You might want to do this to go that extra step in a project when buying cordage just won't do or in a pinch to make cordage when none is available. It's also rather attractive, especially when you mix colors of raffia. It makes a fairly strong cord that can be used to tie things, string beads, make nets and mesh bags or weave into different kinds of bags, baskets hats shoes or whatever you like. Most of these uses take a LOT of cordage. You will have sore fingers but you will be awesome.
You can also use this method of finger spinning for other fibrous materials. All sorts of plant materials like milkweed, hemp, cotton and cattails can be used as well as non-plant fibers like wool and horse hair.
This is also a good "pocket project". You don't need any tools and you can fit enough fiber in a pocket to keep you busy whenever you have a free moment waiting in line, riding a bus or watching Youtube videos. It gets pretty mindless fast.
Step 1: Get Some Raffia
It usually comes tightly bound in plastic bags or bundles. You can make quite a bit of cordage from a few dollars worth of raffia. I made about three yards of cordage for this Instructable and didn't use a visually noticeable amount of raffia out of the bundles.
For this project I used purple and "natural' colored raffia so you can see how it goes together a little easier.
Step 2: Preparing to Twist
The amount of fiber in the strands determines the thickness of the cordage. You can make it as thick or as thin as you like as long as you keep the strands even. It'll still work if they aren't but it weakens the cordage and looks sloppy. (You will also want to maintain a fairly even thickness overall as you make the cord so as to avoid weak spots.)
Once you have your strands simply tie them in a knot. I like to use an overhand knot but it isn't all that critical.
Step 3: Twisting
In words, Pinch the knot, or the cord once you get going, between between your left thumb and forefinger.
Pinch one of the two strands of raffia between your right thumb and forefinger and twist the fiber away from you.
As you twist, your forefinger will naturally go between the strands of fiber. Continue to hold the strand between thumb and forefinger and placing the other strand between forefinger and middle finger twist the entire bundle bringing the next strand up for twisting.
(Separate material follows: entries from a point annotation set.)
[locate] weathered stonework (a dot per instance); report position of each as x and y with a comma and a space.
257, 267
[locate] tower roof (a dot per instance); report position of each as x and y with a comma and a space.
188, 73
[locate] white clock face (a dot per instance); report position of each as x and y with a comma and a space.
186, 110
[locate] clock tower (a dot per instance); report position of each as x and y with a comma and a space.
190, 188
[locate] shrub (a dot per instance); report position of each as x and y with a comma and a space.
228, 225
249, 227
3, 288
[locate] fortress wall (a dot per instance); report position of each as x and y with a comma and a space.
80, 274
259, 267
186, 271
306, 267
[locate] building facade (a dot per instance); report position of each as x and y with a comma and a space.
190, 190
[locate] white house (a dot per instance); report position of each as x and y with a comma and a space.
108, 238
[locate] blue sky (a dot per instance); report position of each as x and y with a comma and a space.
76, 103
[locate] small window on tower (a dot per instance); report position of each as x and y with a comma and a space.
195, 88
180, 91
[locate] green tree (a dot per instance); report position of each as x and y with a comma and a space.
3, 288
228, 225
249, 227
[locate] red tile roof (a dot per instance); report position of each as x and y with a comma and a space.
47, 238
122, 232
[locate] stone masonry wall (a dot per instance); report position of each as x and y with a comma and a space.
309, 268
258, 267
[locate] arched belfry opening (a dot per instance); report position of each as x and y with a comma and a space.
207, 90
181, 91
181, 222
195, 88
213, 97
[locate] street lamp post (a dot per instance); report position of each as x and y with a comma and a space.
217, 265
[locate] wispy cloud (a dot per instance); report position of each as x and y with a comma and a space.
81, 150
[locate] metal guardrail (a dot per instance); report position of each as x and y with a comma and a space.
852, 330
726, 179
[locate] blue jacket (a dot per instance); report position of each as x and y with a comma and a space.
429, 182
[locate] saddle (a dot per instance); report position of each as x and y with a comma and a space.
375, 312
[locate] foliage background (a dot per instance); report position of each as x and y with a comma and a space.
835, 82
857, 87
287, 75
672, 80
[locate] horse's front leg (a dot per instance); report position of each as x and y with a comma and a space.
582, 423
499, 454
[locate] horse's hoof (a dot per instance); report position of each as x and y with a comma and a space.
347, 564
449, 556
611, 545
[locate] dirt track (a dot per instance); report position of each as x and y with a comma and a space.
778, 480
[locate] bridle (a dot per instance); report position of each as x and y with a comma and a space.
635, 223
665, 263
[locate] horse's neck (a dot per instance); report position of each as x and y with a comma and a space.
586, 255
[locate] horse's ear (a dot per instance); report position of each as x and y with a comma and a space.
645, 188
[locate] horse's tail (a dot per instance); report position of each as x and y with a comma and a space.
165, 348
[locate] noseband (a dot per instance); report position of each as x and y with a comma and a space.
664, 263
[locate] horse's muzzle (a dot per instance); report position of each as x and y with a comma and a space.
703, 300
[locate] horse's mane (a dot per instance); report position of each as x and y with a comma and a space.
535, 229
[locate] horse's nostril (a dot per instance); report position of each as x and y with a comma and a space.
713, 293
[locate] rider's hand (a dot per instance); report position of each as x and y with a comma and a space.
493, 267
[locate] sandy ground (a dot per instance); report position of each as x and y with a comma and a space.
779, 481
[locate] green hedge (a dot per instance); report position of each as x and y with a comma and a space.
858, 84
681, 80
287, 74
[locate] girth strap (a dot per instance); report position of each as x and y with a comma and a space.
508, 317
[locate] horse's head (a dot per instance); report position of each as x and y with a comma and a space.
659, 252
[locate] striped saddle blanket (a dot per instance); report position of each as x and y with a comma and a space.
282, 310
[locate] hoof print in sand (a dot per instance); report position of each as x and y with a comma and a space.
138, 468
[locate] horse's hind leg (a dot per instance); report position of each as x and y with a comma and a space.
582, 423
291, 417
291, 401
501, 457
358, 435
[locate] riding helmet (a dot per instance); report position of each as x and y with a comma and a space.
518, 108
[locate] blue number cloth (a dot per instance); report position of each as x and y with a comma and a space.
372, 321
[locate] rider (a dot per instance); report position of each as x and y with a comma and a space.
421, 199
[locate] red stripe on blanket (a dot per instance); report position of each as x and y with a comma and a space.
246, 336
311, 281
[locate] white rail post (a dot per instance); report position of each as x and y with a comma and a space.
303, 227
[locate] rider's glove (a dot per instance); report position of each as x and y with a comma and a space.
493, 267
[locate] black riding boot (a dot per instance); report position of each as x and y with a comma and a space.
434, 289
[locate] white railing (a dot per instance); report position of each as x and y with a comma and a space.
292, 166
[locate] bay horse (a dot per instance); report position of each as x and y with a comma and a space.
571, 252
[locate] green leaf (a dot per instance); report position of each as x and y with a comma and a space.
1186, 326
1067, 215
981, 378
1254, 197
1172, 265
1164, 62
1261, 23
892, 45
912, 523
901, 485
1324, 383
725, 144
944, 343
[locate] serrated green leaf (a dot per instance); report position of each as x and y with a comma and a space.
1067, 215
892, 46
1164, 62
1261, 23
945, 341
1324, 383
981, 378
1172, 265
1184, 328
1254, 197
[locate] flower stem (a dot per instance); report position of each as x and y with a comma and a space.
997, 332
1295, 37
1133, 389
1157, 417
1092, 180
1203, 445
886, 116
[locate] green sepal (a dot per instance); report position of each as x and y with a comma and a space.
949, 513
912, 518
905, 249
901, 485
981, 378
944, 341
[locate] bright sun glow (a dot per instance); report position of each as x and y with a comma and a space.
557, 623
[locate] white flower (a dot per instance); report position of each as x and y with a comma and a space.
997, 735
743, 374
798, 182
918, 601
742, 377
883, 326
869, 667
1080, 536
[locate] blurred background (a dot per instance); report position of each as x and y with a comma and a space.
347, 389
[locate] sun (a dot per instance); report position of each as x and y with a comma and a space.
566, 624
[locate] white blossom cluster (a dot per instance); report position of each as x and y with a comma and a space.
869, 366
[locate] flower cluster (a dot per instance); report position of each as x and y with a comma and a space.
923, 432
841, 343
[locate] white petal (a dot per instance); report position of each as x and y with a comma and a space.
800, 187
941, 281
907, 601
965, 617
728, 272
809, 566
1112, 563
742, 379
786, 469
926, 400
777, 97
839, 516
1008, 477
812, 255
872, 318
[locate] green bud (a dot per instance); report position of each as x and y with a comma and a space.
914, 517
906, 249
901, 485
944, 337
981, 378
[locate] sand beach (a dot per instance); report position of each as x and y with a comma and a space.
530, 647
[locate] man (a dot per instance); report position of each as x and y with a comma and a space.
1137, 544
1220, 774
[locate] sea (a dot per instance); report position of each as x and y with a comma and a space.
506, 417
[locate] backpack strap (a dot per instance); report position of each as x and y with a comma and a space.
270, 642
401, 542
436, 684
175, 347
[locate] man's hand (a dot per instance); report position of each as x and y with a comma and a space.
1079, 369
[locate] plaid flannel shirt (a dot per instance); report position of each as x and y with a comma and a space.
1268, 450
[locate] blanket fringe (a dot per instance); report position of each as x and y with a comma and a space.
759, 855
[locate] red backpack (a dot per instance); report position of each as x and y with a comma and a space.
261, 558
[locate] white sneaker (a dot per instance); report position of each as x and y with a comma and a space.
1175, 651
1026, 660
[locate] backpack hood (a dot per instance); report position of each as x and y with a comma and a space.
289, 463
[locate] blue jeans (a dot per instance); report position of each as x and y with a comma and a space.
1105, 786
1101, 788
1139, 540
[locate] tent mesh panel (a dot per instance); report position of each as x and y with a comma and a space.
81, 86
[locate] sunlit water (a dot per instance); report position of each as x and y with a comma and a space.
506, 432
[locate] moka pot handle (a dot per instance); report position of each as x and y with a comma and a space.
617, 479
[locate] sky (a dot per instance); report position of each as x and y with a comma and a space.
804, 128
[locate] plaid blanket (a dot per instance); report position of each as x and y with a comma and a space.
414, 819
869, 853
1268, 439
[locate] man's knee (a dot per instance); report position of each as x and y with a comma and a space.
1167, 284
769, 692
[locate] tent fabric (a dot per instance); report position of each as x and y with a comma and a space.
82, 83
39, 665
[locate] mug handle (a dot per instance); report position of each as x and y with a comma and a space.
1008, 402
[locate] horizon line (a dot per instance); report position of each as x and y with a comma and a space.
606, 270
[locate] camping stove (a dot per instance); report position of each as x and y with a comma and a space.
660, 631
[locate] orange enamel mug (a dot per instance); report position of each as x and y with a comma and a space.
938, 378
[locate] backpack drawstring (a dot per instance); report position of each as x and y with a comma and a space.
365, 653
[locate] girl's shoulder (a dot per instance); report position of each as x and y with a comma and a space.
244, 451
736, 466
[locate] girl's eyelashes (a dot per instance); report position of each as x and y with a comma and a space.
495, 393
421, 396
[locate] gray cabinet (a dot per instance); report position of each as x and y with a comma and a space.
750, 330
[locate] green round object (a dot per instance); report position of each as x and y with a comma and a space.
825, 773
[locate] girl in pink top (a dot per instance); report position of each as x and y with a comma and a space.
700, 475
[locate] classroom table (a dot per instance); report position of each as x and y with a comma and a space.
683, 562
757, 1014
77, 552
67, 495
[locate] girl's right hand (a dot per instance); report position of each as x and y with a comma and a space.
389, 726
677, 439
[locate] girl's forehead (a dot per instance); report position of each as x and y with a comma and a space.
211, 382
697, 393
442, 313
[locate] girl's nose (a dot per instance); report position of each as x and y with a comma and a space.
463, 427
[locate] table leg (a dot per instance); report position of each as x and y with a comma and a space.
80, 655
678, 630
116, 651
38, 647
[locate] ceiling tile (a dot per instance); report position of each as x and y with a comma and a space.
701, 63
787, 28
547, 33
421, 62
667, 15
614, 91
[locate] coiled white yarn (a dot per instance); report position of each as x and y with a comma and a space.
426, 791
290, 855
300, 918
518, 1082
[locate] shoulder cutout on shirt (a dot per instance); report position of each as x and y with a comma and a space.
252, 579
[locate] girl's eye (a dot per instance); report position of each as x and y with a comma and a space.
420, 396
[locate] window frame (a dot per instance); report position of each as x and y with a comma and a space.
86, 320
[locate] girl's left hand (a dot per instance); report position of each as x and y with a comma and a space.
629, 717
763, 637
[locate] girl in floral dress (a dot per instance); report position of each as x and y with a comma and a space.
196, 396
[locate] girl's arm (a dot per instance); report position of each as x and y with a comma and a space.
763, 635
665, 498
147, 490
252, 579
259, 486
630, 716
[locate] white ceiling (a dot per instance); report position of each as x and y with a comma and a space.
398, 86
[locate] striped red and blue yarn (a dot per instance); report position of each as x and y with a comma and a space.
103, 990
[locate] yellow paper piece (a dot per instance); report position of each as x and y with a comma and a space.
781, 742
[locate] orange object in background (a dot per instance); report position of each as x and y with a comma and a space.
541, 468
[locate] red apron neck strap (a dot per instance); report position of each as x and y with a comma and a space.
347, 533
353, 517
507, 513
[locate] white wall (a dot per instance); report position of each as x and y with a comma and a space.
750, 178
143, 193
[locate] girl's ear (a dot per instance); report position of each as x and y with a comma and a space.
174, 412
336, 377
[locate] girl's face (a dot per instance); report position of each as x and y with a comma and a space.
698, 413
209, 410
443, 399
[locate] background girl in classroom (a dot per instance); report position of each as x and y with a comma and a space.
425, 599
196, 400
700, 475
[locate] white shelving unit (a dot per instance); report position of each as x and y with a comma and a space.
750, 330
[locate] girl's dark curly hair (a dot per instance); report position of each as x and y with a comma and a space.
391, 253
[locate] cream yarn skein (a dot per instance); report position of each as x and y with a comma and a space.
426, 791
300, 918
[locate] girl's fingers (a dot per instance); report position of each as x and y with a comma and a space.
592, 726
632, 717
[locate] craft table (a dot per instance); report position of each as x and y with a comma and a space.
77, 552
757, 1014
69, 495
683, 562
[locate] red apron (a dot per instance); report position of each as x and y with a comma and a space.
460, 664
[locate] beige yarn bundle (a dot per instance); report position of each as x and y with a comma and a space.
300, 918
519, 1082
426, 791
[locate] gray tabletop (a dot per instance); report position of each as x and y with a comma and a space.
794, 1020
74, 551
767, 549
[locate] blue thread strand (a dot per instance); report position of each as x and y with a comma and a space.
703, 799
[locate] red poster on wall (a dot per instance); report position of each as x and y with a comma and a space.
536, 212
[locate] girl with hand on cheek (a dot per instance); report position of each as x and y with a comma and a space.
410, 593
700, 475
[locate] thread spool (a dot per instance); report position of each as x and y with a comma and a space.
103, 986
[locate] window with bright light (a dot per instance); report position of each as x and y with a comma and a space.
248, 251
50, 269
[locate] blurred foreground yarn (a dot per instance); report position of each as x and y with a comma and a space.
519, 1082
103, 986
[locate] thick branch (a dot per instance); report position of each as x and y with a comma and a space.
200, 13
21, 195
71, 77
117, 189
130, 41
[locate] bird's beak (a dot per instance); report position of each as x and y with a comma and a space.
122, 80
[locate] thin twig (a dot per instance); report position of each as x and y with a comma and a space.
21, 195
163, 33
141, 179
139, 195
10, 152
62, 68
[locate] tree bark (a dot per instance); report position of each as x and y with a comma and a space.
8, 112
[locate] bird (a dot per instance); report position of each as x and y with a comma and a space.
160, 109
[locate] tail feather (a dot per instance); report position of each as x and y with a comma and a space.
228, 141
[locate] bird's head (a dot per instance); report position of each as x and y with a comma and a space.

Simply repeat this action over and over again to make the cordage.
Step 4: Finishing
If you need to take a break in the middle you can use a small binder clip to hold your place.
You can make the cordage as long as you like or need just keep laying in more raffia as you near the ends of the strands. I'll update soon and add a visual of how to do that but it's as simple as it sounds.
Now you can have nice hand twined cord to go with your projects.